Sunday, July 19, 2009

Steady

Sometimes I find myself longing for tragedy. Because, in my mind, tragedy= attention. And attention= love. Screwed up, isn't it?
The thing is, I'm so used to living a crisis. For years, it was one after another, most of them of my own making. I became accustomed to it, and it got so that the down time was what I felt uncomfortable with. Any steady moment felt unnatural, and I panicked. I could elaborate on reasons why I think I did/do this, but what it comes down to is this: I am afraid that anytime something starts going right, something horrible is going to happen, because that has been my overwhelming experience. So I wreck it myself before anyone else can; by doing so I feel in control.
The most recent occasion on which I tried to do this, someone was straight with me and told me basically what I just said; that every time things start going good for me, I sabotage it. At first I was angry, mostly because this person wasn't complying with my plea for attention (which I should be used to by now). But now, more than a month later (and after lots of thought), I realize the truth of that statement.
It scares me. I have been consistantly maturing for the past year, although not without a few rough spots. Now, as I am about to head into my final year of high school, I am starting to panic. If I don't pass every class this next year, I will not be graduating. I know I can do it, but my own sin nature terrifies me, and is constantly telling me what I already *know: I'm not good enough. This feeds my fear of putting any college applications in.

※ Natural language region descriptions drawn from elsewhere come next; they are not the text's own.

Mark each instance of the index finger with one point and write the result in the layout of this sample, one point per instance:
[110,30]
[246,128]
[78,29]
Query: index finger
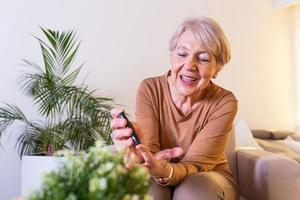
[115,112]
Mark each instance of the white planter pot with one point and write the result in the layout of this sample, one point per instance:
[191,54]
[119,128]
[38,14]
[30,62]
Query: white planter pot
[33,169]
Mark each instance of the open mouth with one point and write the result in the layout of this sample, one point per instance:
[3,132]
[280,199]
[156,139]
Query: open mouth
[188,79]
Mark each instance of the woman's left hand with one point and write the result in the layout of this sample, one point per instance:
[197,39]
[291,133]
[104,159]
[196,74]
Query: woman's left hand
[158,164]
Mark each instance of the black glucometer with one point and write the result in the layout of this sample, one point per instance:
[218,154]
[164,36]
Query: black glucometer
[134,136]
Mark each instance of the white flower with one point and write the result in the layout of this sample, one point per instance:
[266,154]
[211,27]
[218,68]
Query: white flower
[102,183]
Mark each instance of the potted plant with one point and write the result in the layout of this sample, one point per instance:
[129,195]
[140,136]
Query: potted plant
[98,174]
[72,116]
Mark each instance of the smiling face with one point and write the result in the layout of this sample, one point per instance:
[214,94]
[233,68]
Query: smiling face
[192,66]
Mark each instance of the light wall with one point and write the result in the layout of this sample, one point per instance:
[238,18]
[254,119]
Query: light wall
[295,41]
[124,42]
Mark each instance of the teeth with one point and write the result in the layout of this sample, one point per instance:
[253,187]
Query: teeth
[186,78]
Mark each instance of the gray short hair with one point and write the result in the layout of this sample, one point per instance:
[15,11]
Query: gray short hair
[209,33]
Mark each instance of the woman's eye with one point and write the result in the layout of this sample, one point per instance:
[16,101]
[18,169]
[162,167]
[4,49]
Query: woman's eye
[204,58]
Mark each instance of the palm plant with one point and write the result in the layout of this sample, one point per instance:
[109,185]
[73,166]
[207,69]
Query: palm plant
[73,116]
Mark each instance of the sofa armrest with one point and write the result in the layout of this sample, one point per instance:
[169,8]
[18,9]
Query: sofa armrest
[267,176]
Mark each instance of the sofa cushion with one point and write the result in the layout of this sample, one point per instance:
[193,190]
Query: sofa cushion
[280,135]
[261,134]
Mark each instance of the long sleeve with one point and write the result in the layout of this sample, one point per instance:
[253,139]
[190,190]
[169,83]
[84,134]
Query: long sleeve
[207,149]
[202,134]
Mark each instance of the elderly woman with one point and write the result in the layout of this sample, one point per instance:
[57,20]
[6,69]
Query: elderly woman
[184,119]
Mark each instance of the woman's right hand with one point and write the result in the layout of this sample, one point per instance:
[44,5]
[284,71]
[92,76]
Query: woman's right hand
[121,133]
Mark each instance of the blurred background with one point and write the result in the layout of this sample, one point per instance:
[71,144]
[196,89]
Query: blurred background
[125,41]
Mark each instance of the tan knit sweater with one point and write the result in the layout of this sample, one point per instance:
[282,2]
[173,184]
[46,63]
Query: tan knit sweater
[202,133]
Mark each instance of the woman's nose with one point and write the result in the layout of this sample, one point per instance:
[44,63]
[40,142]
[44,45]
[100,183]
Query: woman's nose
[191,65]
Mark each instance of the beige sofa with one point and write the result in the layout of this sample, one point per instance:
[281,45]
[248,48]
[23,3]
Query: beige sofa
[263,175]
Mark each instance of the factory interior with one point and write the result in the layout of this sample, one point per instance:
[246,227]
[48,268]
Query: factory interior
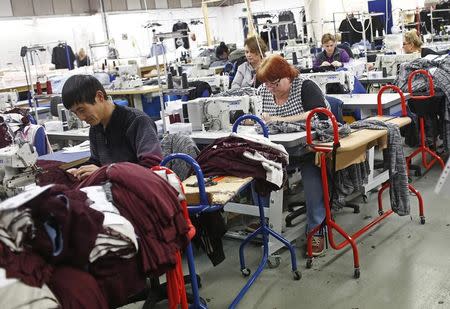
[198,154]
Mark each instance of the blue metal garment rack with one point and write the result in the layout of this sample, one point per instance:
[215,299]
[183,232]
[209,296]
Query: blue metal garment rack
[204,206]
[264,230]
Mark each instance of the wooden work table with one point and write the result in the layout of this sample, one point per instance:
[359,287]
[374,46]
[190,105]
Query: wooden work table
[218,194]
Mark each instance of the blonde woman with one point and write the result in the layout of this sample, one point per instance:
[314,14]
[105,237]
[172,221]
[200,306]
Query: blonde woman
[413,44]
[255,50]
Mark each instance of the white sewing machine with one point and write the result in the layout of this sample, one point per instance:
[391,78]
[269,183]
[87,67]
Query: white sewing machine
[390,62]
[218,113]
[17,168]
[345,78]
[8,99]
[302,50]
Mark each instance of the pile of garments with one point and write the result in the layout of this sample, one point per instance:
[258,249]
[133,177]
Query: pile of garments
[107,234]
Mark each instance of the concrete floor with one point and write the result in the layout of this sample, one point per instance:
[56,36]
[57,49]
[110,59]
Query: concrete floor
[403,265]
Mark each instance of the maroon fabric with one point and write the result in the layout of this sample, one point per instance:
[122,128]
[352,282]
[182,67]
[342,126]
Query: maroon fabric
[152,206]
[225,157]
[79,224]
[118,278]
[5,137]
[76,289]
[52,174]
[149,160]
[27,266]
[22,111]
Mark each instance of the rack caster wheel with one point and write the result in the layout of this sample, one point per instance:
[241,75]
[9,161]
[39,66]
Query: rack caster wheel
[246,272]
[273,261]
[297,275]
[364,198]
[357,273]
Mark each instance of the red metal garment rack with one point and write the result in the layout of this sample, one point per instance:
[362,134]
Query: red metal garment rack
[423,148]
[329,221]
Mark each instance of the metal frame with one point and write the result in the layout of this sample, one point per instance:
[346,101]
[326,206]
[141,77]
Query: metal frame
[423,148]
[329,221]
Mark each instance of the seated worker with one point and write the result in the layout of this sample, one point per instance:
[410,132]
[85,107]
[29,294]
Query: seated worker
[286,96]
[117,133]
[413,44]
[82,59]
[222,53]
[255,50]
[331,55]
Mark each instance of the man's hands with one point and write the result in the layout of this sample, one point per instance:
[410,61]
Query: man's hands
[83,171]
[336,63]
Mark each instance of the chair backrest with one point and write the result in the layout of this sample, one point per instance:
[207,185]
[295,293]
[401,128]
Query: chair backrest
[40,141]
[358,87]
[336,108]
[179,143]
[347,48]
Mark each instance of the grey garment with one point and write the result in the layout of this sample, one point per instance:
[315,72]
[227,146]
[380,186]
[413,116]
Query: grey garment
[250,91]
[245,76]
[348,181]
[236,54]
[129,135]
[323,129]
[398,177]
[179,143]
[441,77]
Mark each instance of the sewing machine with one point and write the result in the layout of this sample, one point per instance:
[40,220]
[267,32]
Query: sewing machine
[345,78]
[303,52]
[17,168]
[8,99]
[218,113]
[391,62]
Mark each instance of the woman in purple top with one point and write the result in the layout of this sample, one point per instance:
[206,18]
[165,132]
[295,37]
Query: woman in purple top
[331,55]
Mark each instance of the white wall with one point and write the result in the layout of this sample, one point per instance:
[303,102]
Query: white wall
[225,22]
[77,31]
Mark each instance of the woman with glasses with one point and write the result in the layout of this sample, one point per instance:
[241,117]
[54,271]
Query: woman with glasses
[331,54]
[413,44]
[288,97]
[255,49]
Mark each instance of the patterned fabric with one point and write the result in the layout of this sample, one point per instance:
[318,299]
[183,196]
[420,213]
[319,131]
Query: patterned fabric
[348,181]
[440,71]
[293,106]
[245,76]
[322,128]
[250,91]
[398,177]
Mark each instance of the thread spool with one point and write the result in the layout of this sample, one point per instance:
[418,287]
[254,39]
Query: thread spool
[184,83]
[49,87]
[38,88]
[169,81]
[294,58]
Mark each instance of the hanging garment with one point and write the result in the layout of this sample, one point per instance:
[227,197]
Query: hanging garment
[348,27]
[399,193]
[63,57]
[289,31]
[184,29]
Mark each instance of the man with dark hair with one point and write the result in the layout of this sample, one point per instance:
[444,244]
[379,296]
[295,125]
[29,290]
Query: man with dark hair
[117,133]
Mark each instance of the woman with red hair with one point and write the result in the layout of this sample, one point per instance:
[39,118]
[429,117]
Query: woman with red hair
[288,97]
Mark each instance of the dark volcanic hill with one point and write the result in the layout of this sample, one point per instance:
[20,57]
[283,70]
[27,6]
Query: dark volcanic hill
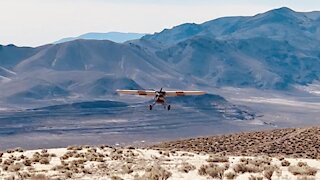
[274,50]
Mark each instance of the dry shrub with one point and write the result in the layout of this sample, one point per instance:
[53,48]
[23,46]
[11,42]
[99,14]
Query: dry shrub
[9,151]
[8,162]
[68,174]
[5,167]
[303,170]
[27,162]
[24,175]
[252,177]
[15,167]
[306,178]
[166,153]
[217,158]
[212,170]
[285,163]
[156,172]
[12,177]
[19,149]
[74,147]
[39,177]
[53,155]
[186,167]
[44,160]
[301,164]
[127,168]
[87,171]
[268,173]
[281,158]
[187,154]
[116,178]
[250,168]
[230,175]
[260,161]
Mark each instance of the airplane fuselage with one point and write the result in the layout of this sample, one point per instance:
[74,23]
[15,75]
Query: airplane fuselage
[160,99]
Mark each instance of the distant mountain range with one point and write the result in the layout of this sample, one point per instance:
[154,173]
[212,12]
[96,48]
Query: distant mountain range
[273,50]
[117,37]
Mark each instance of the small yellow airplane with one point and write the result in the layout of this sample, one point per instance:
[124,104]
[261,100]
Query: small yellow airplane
[160,96]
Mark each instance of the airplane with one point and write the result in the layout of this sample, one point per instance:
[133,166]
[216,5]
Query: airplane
[160,96]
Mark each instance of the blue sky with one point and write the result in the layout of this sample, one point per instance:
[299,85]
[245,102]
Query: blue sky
[37,22]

I realize now that I am going to have to put all my trust in God, knowing that He will put me in whatever college He wants me to be in, one way or another.
That brings me to another point. Because of how I lived in constant state of crisis before, I do not know how to rely on God on a day-to-day basis. I'm so used to just needing Him to pull me through the tough times because, well, they were all the time. Now that my life is significantly steadier, I am having trouble being close to Him regularly. I know what to do, how to do it; I just lack the motivation without a crisis.
So that is what I had to say about being steady. That, and that I'm working on it.